The industrial impact multiplies these effects. McKinsey estimates (cited in the report) project €136-228 billion in direct economic impact by 2040 for materials, chemicals, and energy applications using biotechnology. When European processors cannot access NGT-enhanced organisms, they lose efficiency gains that compound throughout value chains.

Enabling Productivity Growth Through Policy Reform

The report’s analysis suggests several pathways to reverse Europe’s productivity growth deficit:

Differentiate by Risk, Not Process: The European Commission’s 2023 proposal creates two categories—plants with modifications under 20 base pairs would face streamlined approval, while more extensive changes require additional scrutiny. This recognition could immediately enable deployment of numerous productivity-enhancing traits.

Reduce Barriers for Smaller Innovators: Argentina’s experience shows that less restrictive regulations enable diverse developers to create locally adapted solutions. With current EU approval costs of €6-20 million per product, only large multinationals can afford market entry, limiting innovation diversity.
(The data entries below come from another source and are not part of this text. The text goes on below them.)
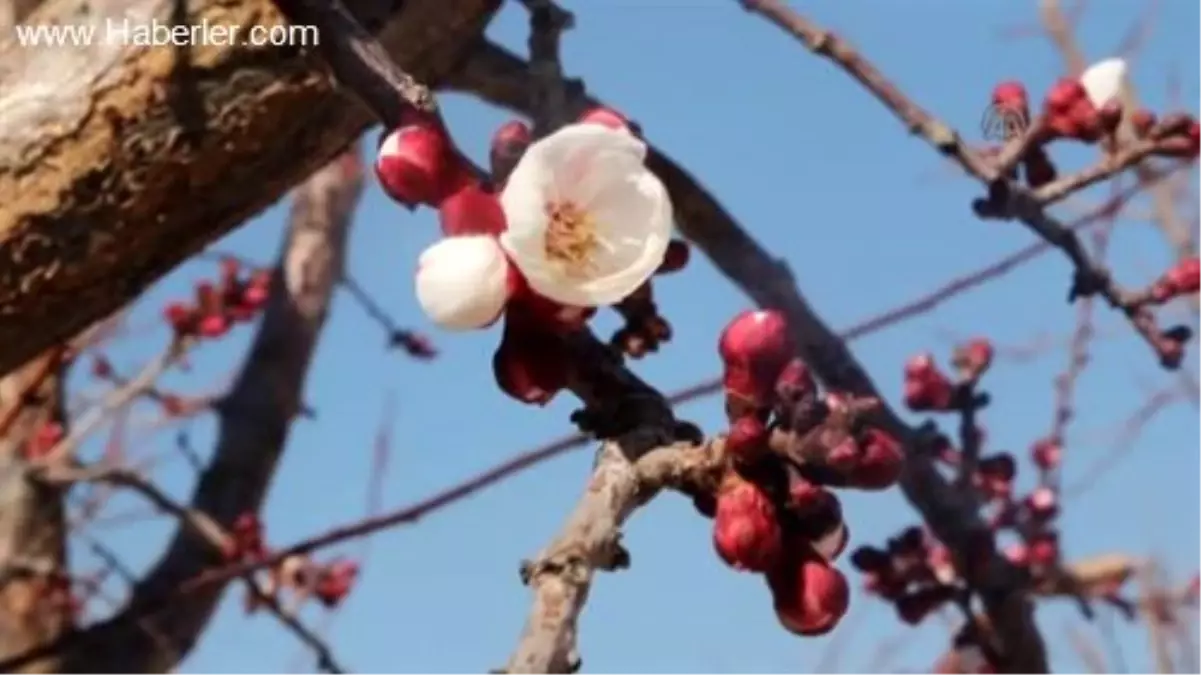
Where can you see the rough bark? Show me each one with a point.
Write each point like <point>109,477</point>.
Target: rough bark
<point>33,527</point>
<point>255,418</point>
<point>118,162</point>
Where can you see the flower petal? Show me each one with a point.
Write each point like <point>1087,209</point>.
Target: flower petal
<point>1103,81</point>
<point>601,171</point>
<point>461,282</point>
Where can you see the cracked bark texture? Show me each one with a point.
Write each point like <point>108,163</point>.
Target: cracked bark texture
<point>151,637</point>
<point>118,162</point>
<point>33,525</point>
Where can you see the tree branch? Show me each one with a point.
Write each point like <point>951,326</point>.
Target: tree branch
<point>255,418</point>
<point>33,520</point>
<point>96,207</point>
<point>505,79</point>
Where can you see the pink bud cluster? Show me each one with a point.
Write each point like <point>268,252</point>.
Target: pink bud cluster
<point>914,571</point>
<point>419,165</point>
<point>235,298</point>
<point>774,512</point>
<point>43,440</point>
<point>928,389</point>
<point>1183,279</point>
<point>1068,113</point>
<point>329,583</point>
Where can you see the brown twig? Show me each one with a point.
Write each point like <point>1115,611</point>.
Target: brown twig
<point>1007,199</point>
Accelerate Approval Timelines: The report cites Impossible Foods’ soy leghemoglobin as an example—submitted for EU approval in October 2019, still pending as of the report’s writing. Such delays discourage investment in productivity-enhancing innovations.

The Urgency of Action

Agricultural productivity growth remains essential for environmental sustainability, economic viability, and food security. The Breakthrough Institute’s analysis makes clear that every year Europe maintains restrictive NGT regulations represents compounded losses in productivity growth potential.

The global push toward 2 percent annual TFP growth will advantage regions that successfully deploy available innovation tools. Europe’s restrictions on biotechnology risk forcing continued reliance on less sustainable production methods or increased imports—neither path serves farmers, consumers, or environmental goals.

The €3 trillion figure quantifies what’s at stake. Productivity growth through innovation creates agricultural systems capable of feeding more people while using fewer resources. NGTs offer unprecedented precision in achieving these dual goals. The Breakthrough Institute’s analysis suggests the question isn’t whether Europe can afford to embrace these tools, but whether it can afford the mounting costs of restriction.